Hanover — Dartmouth College and more than a dozen other universities have filed a brief in federal court on behalf of an Iraqi interpreter detained as a result of President Donald Trump’s executive order on immigration.
The case of Hameed Khalid Darweesh, an interpreter who for years worked for the United States government in Iraq, sparked the first federal ruling against Trump’s edict to block entry to the U.S. from seven Muslim-majority countries.
Darweesh, an Iraqi national, was detained in John F. Kennedy International Airport in Queens, N.Y., along with a handful of other travelers. A Brooklyn judge last month stayed part of Trump’s order, allowing Darweesh’s release.
Federal judges in other states subsequently blocked the executive action entirely.
Rather than bring his appeal to the Supreme Court, the president has floated the idea of issuing a new order to supersede the one challenged in the judiciary.

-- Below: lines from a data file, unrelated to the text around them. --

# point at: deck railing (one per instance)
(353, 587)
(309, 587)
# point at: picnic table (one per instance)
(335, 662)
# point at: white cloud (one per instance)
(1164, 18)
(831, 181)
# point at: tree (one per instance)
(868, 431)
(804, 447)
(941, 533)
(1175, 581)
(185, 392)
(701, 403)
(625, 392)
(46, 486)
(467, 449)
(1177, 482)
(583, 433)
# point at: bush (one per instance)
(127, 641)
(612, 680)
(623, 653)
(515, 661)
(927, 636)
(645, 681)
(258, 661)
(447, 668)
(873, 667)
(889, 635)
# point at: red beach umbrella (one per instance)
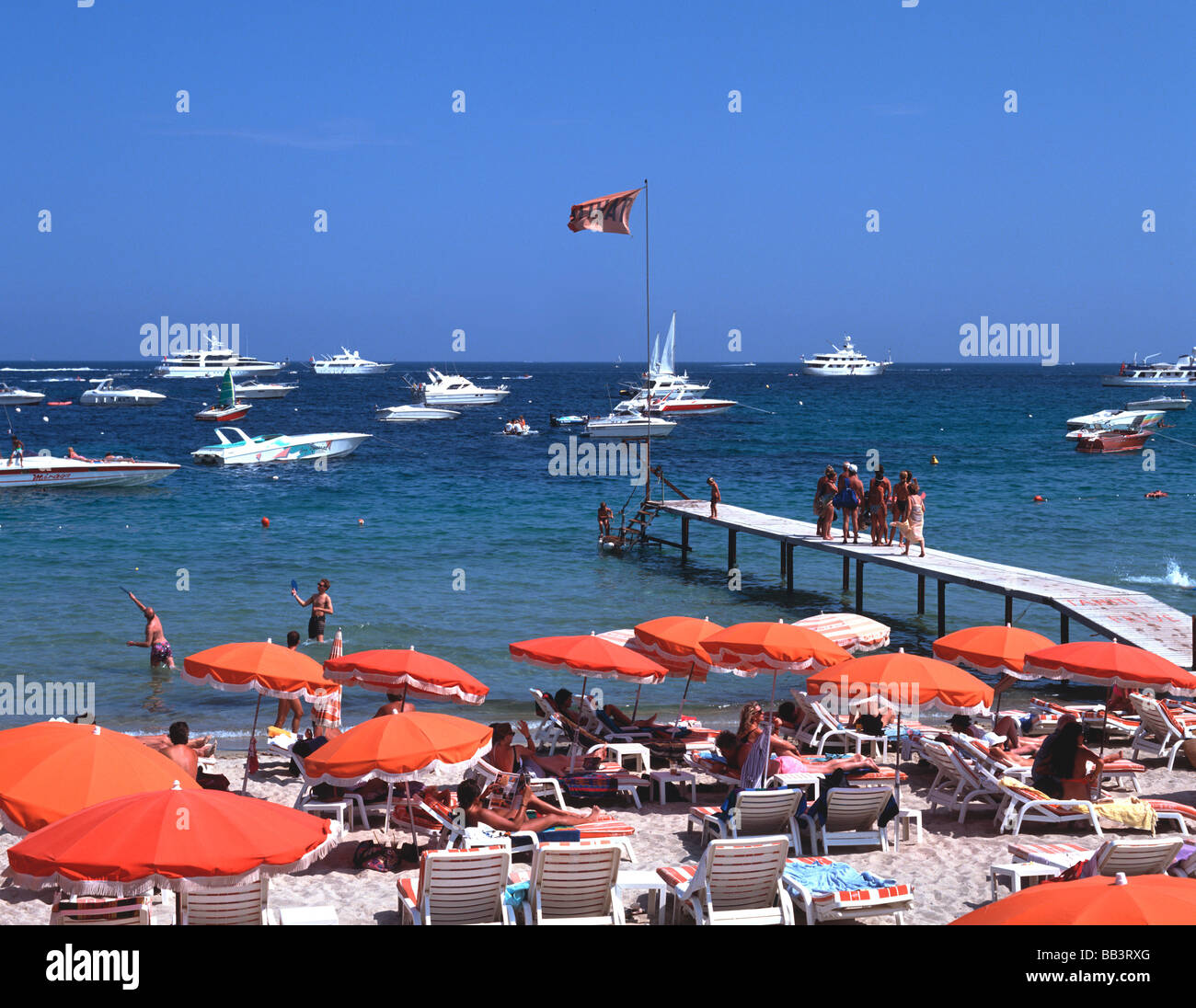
(130, 844)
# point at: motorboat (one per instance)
(242, 450)
(263, 390)
(845, 362)
(348, 362)
(1163, 402)
(453, 390)
(1096, 441)
(11, 395)
(108, 394)
(212, 362)
(51, 471)
(1182, 372)
(628, 427)
(410, 414)
(1112, 419)
(228, 407)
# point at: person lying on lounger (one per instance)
(473, 800)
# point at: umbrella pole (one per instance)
(252, 734)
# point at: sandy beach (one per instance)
(949, 868)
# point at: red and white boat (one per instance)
(51, 471)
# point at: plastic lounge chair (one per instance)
(99, 911)
(574, 884)
(848, 904)
(457, 888)
(852, 817)
(737, 881)
(1160, 736)
(244, 904)
(754, 813)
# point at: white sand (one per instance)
(949, 868)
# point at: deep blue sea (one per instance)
(443, 498)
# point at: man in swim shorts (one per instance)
(321, 606)
(155, 640)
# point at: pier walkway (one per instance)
(1128, 616)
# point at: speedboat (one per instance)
(1112, 419)
(108, 394)
(51, 471)
(263, 390)
(628, 427)
(453, 390)
(243, 450)
(410, 414)
(845, 362)
(18, 397)
(1163, 402)
(348, 362)
(1182, 372)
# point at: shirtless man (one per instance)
(155, 640)
(179, 751)
(321, 606)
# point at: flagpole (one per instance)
(647, 347)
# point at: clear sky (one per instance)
(442, 220)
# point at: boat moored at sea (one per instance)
(36, 471)
(243, 450)
(845, 362)
(108, 394)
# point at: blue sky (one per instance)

Dartmouth, along with 16 other universities, on Monday filed an amicus brief — a court document in support of Darweesh and the other petitioners — describing those institutions’ reliance on and support for international students, staff and scholars.
“Dartmouth College counts among its core values ‘embrac(ing) diversity with the knowledge that it significantly enhances the quality of a Dartmouth education,’ as well as ‘foster(ing) lasting bonds among faculty, staff, and students, which encourage a culture of integrity, self-reliance, and collegiality and instill a sense of responsibility for each other and for the broader world,’ ” the brief reads, in part.
The brief later notes that 15 students, scholars and staff at Dartmouth are nationals of Iraq or Iran, and that scholars and students at the school also are concerned about their ability to travel abroad and bring foreign speakers to campus.
Among the other schools signing onto the brief were the rest of the Ivy League, Stanford, University of Chicago, Duke and Massachusetts Institute of Technology.